Ketamine is a very unusual drug with unique properties that divide the conscious from the unconscious. In the 1970s it attracted enthusiast psychonaughters who explored the spiritual realms or unconscious states accessed through the use of ketamine. In the 1990s a new generation of ketamine takers emerged who used small doses of ketamine to enhance dancing to house music either as an adjunct to ecstasy (MDMA) or on its own. Most recently a new generation has engaged in ketamine with an intensity and frequency that plays up the dark sides of ketamine. Repeated use is also associated with the development of ketamine bladder syndrome and ketamine dependency syndrome, two phenomena not routinely experienced by the first two generations of ketamine users.
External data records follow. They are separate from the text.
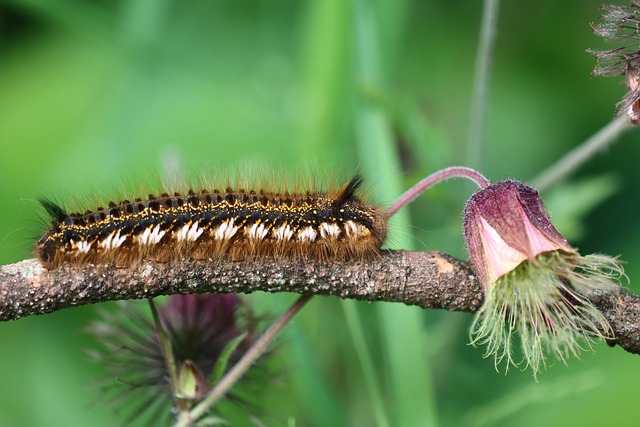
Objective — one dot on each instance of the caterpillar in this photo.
(231, 224)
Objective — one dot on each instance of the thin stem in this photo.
(167, 350)
(481, 80)
(579, 155)
(434, 178)
(240, 368)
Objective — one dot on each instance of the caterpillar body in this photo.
(230, 224)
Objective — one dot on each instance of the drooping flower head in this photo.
(199, 328)
(622, 24)
(536, 284)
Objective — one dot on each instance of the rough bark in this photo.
(425, 279)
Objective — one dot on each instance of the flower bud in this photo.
(536, 284)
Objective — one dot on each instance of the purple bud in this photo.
(505, 224)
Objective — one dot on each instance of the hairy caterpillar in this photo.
(230, 224)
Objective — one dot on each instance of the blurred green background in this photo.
(95, 93)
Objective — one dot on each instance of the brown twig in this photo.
(425, 279)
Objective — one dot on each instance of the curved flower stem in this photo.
(579, 155)
(481, 79)
(240, 368)
(434, 178)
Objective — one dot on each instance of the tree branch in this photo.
(425, 279)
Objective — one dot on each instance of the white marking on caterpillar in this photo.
(329, 230)
(257, 231)
(226, 230)
(151, 236)
(113, 241)
(351, 228)
(190, 233)
(283, 233)
(82, 246)
(307, 234)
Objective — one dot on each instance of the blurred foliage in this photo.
(94, 94)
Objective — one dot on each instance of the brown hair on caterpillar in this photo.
(236, 225)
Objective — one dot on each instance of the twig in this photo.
(575, 158)
(425, 279)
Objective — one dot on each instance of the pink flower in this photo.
(536, 284)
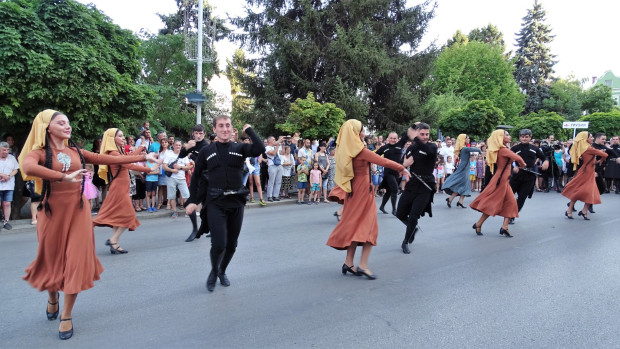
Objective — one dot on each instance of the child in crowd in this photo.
(315, 182)
(479, 172)
(449, 166)
(152, 180)
(302, 179)
(90, 190)
(440, 171)
(472, 170)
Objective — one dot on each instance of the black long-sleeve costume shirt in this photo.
(220, 166)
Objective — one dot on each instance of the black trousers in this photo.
(225, 226)
(410, 208)
(390, 182)
(522, 184)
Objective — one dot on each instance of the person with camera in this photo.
(223, 193)
(192, 149)
(175, 167)
(274, 163)
(522, 181)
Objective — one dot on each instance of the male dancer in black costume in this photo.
(522, 182)
(418, 194)
(225, 194)
(192, 148)
(393, 150)
(599, 143)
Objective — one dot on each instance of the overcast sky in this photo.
(585, 42)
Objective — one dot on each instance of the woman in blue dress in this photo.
(458, 183)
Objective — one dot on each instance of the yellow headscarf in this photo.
(460, 144)
(580, 145)
(35, 141)
(494, 144)
(107, 145)
(349, 145)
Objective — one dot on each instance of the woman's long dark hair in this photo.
(47, 189)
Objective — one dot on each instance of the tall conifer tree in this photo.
(534, 61)
(362, 55)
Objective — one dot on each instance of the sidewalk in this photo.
(23, 225)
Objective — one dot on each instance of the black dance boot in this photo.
(222, 273)
(215, 267)
(194, 234)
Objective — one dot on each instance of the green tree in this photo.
(489, 34)
(534, 61)
(565, 98)
(542, 125)
(70, 57)
(458, 38)
(167, 71)
(440, 105)
(608, 122)
(312, 119)
(598, 98)
(478, 71)
(356, 54)
(242, 104)
(478, 119)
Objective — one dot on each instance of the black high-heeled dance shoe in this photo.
(366, 273)
(224, 280)
(54, 315)
(478, 230)
(405, 247)
(584, 215)
(346, 268)
(66, 334)
(117, 249)
(504, 232)
(211, 281)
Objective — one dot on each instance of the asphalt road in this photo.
(555, 284)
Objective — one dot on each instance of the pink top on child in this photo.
(315, 176)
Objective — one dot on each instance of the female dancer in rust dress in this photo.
(117, 211)
(583, 186)
(358, 225)
(66, 259)
(497, 197)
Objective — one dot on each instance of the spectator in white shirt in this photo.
(176, 180)
(8, 170)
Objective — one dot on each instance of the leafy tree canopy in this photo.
(67, 56)
(566, 98)
(312, 119)
(478, 71)
(356, 54)
(478, 119)
(608, 123)
(542, 125)
(598, 98)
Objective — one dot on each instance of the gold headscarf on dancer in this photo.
(348, 146)
(460, 144)
(107, 145)
(494, 144)
(35, 141)
(580, 145)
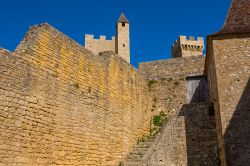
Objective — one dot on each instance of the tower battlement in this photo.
(4, 51)
(188, 46)
(120, 44)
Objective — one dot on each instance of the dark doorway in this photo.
(197, 89)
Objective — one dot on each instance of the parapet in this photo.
(4, 51)
(188, 46)
(99, 45)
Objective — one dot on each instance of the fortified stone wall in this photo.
(229, 76)
(167, 81)
(99, 45)
(185, 47)
(189, 138)
(61, 104)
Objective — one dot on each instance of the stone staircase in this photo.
(135, 157)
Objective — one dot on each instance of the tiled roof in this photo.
(123, 19)
(238, 18)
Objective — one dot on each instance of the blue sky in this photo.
(154, 24)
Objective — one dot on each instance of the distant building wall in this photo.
(229, 79)
(185, 47)
(189, 138)
(99, 45)
(167, 81)
(60, 104)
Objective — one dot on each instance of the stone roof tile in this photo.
(238, 18)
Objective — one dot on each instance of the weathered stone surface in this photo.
(189, 138)
(62, 105)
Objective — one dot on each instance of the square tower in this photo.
(122, 44)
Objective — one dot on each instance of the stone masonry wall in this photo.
(189, 138)
(62, 105)
(231, 59)
(99, 45)
(167, 81)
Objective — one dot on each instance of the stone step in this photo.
(142, 145)
(135, 156)
(139, 151)
(132, 163)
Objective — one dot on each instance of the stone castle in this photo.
(62, 103)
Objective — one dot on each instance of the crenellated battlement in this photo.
(4, 51)
(188, 46)
(100, 44)
(101, 38)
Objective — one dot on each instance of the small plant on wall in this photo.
(157, 122)
(154, 103)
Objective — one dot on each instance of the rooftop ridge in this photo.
(123, 18)
(238, 20)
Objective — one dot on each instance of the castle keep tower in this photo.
(122, 47)
(184, 47)
(119, 44)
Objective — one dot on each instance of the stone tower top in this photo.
(123, 19)
(4, 51)
(122, 43)
(184, 47)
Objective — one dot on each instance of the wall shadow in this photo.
(237, 134)
(200, 128)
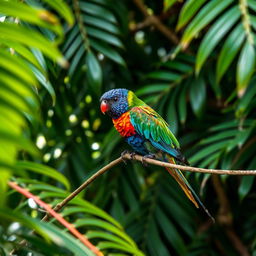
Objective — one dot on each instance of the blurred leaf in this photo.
(168, 4)
(94, 71)
(202, 19)
(245, 67)
(215, 34)
(245, 186)
(198, 96)
(45, 170)
(188, 11)
(229, 50)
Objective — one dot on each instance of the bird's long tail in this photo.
(188, 190)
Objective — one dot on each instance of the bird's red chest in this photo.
(123, 125)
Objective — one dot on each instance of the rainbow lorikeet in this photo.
(147, 133)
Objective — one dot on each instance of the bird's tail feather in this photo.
(188, 190)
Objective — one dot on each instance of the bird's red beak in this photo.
(104, 106)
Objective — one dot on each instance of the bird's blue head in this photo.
(114, 102)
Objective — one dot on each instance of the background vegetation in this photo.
(193, 61)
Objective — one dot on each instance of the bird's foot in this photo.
(132, 154)
(151, 156)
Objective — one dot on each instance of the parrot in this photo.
(147, 133)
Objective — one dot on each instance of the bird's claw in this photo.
(123, 156)
(132, 154)
(143, 160)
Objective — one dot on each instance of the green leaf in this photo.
(46, 83)
(182, 105)
(101, 24)
(197, 95)
(30, 38)
(168, 4)
(215, 34)
(245, 186)
(63, 9)
(203, 18)
(111, 245)
(104, 36)
(245, 67)
(45, 170)
(94, 72)
(170, 231)
(153, 88)
(188, 11)
(164, 75)
(24, 12)
(246, 100)
(229, 50)
(208, 151)
(98, 11)
(105, 225)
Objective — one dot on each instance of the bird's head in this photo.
(115, 102)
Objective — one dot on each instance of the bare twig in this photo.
(154, 21)
(57, 216)
(189, 168)
(59, 206)
(136, 157)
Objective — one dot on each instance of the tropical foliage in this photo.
(193, 61)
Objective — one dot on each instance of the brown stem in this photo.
(153, 20)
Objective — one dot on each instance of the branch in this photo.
(59, 206)
(57, 216)
(136, 157)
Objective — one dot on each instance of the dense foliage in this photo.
(193, 61)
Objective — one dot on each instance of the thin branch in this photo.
(136, 157)
(59, 206)
(225, 217)
(57, 216)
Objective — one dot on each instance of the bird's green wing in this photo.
(149, 124)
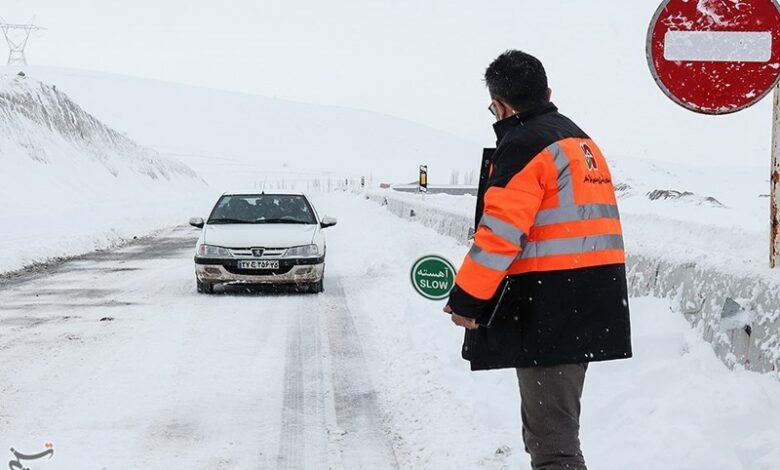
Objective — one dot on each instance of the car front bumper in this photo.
(291, 271)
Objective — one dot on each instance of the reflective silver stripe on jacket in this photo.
(576, 213)
(570, 246)
(504, 230)
(565, 187)
(491, 260)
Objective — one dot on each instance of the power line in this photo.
(17, 36)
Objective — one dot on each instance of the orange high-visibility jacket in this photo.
(549, 216)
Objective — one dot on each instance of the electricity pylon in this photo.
(17, 36)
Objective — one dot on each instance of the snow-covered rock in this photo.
(69, 183)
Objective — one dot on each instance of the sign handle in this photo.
(774, 196)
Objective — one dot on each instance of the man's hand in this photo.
(465, 322)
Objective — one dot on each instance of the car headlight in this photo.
(306, 251)
(211, 251)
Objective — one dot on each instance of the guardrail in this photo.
(739, 316)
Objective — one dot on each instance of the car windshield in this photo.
(263, 209)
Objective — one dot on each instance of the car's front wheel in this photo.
(317, 287)
(204, 287)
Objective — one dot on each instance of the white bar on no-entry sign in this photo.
(718, 46)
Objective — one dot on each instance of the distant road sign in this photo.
(715, 56)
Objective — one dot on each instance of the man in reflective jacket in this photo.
(543, 288)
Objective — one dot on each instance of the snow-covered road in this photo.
(116, 360)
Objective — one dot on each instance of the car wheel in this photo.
(204, 287)
(317, 287)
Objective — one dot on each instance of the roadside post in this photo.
(422, 184)
(720, 57)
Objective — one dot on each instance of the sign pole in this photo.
(774, 196)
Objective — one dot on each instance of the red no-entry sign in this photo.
(715, 56)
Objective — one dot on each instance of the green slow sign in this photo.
(433, 277)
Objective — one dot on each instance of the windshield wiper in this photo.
(228, 221)
(282, 221)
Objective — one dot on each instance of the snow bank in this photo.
(71, 184)
(230, 137)
(734, 302)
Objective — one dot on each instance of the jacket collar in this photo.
(503, 126)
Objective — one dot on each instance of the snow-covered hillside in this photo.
(69, 183)
(239, 139)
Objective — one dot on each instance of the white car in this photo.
(261, 239)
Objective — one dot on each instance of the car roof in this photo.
(266, 193)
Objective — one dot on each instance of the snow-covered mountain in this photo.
(239, 139)
(69, 183)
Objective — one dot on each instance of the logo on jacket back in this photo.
(590, 158)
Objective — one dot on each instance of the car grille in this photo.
(259, 272)
(249, 253)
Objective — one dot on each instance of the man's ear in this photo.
(503, 110)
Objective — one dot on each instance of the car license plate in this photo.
(259, 264)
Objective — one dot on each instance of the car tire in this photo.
(204, 287)
(317, 287)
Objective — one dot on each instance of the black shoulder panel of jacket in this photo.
(523, 138)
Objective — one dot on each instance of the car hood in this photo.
(259, 235)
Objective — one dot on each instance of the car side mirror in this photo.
(328, 222)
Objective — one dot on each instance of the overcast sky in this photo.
(419, 60)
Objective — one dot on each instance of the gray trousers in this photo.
(551, 415)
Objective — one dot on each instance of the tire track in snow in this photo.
(303, 440)
(364, 443)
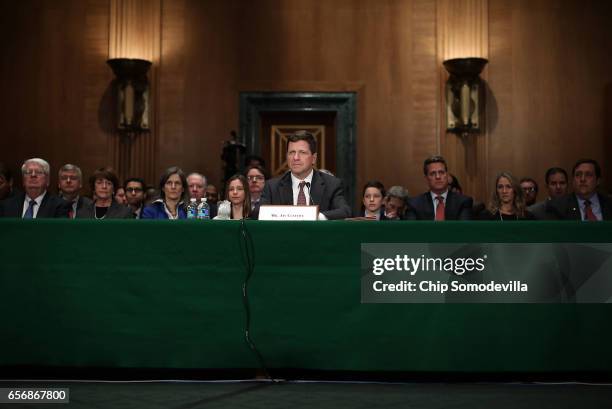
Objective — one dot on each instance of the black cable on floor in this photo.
(249, 257)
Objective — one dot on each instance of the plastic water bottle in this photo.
(203, 211)
(192, 209)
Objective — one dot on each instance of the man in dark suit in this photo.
(303, 185)
(585, 203)
(35, 202)
(449, 205)
(6, 182)
(556, 183)
(69, 185)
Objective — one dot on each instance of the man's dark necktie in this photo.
(29, 214)
(588, 212)
(302, 195)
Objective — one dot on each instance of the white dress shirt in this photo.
(26, 204)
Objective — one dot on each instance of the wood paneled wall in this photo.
(54, 79)
(549, 81)
(548, 74)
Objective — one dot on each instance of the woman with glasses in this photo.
(103, 184)
(257, 180)
(372, 201)
(170, 205)
(507, 202)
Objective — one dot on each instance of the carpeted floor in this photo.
(320, 395)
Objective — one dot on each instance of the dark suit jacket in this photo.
(457, 207)
(115, 211)
(50, 207)
(326, 192)
(566, 207)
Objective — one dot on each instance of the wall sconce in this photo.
(132, 94)
(463, 95)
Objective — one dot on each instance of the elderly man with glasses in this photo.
(69, 186)
(134, 192)
(35, 202)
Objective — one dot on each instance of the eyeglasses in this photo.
(33, 172)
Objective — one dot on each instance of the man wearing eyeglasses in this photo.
(439, 203)
(585, 203)
(556, 184)
(134, 193)
(35, 202)
(197, 184)
(257, 181)
(69, 186)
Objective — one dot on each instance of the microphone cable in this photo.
(249, 257)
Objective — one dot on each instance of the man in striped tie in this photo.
(35, 202)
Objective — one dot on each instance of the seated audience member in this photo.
(439, 203)
(396, 203)
(556, 183)
(173, 191)
(372, 201)
(120, 196)
(6, 182)
(103, 183)
(151, 194)
(530, 190)
(197, 190)
(507, 201)
(304, 185)
(212, 196)
(35, 202)
(585, 203)
(135, 192)
(453, 184)
(69, 185)
(257, 180)
(237, 193)
(254, 160)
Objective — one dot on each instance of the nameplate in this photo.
(290, 213)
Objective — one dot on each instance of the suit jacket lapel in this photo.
(448, 206)
(42, 212)
(574, 208)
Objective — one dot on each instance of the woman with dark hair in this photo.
(507, 202)
(237, 193)
(170, 205)
(103, 183)
(372, 200)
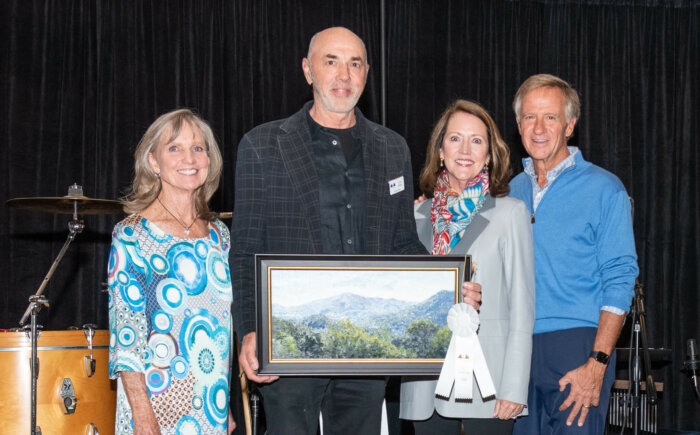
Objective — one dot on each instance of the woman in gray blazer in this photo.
(466, 174)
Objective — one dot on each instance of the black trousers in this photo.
(349, 405)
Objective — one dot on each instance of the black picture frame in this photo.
(325, 314)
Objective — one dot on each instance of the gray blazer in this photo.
(499, 239)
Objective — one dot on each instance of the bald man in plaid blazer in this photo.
(323, 181)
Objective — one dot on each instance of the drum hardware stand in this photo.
(36, 301)
(90, 363)
(254, 409)
(638, 315)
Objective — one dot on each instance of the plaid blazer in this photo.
(277, 209)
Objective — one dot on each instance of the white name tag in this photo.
(396, 185)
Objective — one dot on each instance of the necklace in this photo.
(185, 227)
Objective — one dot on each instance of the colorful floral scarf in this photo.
(451, 212)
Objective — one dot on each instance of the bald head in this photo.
(336, 67)
(334, 34)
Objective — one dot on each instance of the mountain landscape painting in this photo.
(360, 314)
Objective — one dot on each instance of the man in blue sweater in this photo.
(585, 264)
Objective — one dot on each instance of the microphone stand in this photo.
(36, 301)
(638, 315)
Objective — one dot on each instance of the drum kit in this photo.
(72, 390)
(75, 393)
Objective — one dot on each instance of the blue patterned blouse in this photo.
(169, 318)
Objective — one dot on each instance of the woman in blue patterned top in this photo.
(170, 287)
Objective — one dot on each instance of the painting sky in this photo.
(297, 287)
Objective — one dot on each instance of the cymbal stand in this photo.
(36, 301)
(638, 315)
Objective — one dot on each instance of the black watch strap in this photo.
(599, 356)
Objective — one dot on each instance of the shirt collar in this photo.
(552, 174)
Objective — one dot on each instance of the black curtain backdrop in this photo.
(82, 80)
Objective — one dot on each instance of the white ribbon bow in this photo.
(464, 357)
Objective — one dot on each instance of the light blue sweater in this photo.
(584, 246)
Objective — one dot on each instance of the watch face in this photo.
(601, 357)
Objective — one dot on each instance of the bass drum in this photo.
(63, 383)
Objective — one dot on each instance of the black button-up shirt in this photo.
(341, 188)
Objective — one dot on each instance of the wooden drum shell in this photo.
(61, 355)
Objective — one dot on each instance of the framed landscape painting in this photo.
(355, 315)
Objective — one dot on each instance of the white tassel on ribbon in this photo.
(464, 358)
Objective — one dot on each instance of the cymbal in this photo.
(67, 205)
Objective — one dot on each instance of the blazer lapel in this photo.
(295, 150)
(475, 228)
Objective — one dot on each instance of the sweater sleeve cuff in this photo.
(613, 310)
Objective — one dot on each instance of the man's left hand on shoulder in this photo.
(586, 382)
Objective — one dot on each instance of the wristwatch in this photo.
(599, 356)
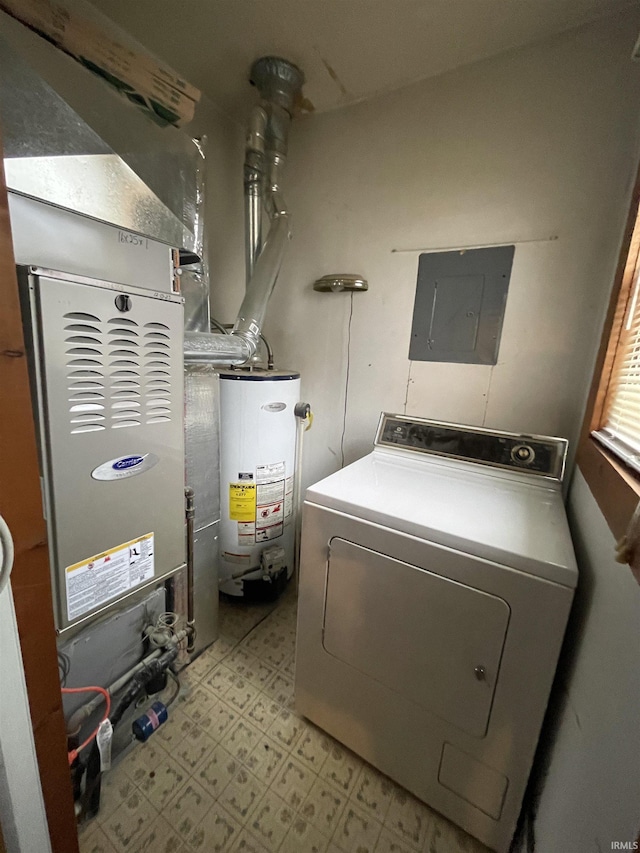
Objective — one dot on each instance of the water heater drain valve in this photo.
(272, 561)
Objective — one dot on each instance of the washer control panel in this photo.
(536, 454)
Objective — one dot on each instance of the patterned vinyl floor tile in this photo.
(236, 770)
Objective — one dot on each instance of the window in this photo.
(619, 426)
(609, 451)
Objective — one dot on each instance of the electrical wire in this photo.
(73, 754)
(346, 381)
(64, 667)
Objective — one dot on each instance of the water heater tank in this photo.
(257, 462)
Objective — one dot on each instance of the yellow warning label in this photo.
(242, 501)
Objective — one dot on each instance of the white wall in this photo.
(537, 142)
(22, 815)
(591, 794)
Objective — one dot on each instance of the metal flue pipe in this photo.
(280, 84)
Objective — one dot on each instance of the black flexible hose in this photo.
(93, 784)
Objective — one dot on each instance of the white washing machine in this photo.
(437, 575)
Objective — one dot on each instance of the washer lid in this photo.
(492, 514)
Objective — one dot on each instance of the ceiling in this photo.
(349, 50)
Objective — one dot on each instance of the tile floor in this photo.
(235, 770)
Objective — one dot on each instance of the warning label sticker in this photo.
(273, 471)
(269, 510)
(108, 575)
(242, 501)
(288, 500)
(246, 533)
(230, 557)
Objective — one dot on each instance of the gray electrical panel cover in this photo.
(459, 305)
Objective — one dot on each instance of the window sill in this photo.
(615, 487)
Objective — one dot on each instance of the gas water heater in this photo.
(257, 466)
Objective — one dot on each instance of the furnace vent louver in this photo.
(118, 379)
(126, 382)
(86, 377)
(158, 373)
(106, 359)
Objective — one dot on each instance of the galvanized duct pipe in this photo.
(280, 83)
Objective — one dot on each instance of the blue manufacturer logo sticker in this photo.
(127, 462)
(125, 466)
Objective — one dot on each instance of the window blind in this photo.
(620, 429)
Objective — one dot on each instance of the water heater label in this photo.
(270, 509)
(106, 576)
(242, 501)
(273, 471)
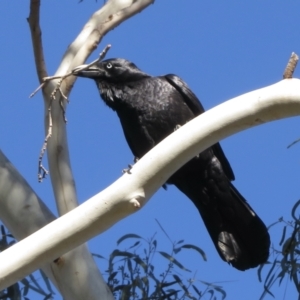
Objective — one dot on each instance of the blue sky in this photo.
(221, 49)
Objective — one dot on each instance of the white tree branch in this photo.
(132, 191)
(75, 274)
(23, 213)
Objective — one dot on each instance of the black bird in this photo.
(151, 108)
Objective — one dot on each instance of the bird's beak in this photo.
(87, 72)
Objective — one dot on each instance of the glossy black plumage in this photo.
(150, 108)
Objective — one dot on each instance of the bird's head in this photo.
(115, 70)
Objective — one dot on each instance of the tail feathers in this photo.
(239, 235)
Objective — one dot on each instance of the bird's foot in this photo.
(135, 160)
(177, 127)
(127, 170)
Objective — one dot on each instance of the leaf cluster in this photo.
(286, 263)
(137, 272)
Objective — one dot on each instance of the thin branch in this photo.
(271, 103)
(291, 66)
(62, 77)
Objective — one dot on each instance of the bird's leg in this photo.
(177, 127)
(135, 160)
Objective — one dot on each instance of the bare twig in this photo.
(42, 171)
(291, 66)
(101, 57)
(62, 77)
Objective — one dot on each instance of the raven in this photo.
(150, 108)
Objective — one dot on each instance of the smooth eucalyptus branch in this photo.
(42, 171)
(291, 66)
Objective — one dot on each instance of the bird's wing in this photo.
(196, 107)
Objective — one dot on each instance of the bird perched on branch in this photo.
(149, 109)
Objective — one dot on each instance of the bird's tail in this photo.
(239, 235)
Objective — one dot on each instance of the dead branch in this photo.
(291, 66)
(42, 171)
(36, 38)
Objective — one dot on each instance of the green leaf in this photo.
(173, 260)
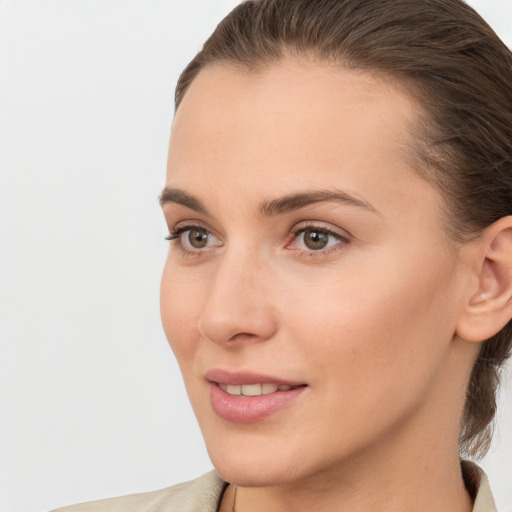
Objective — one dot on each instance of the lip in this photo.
(249, 409)
(243, 378)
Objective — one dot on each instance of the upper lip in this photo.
(246, 377)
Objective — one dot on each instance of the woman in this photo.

This seminar gave participants a grounding in ketamine use and covered the following areas:

  • Ketamine effects and users
  • Management of ketamine casualties
  • Ketamine and chronic health problems (bladders, cramps, dependency)
  • Harm reduction strategies

Speakers

Mat Southwell

Freelance Researcher and Trainer

Mat has sustained an interest in developing collaborative peer and professional responses to new drugs trends and stimulant drugs. He has a particular interest in ketamine and recently gave evidence to the UK’s Advisory Council on the Misuse of Drugs Working Group on Ketamine. Mat is also an experienced drug policy and drugs/HIV global advocate.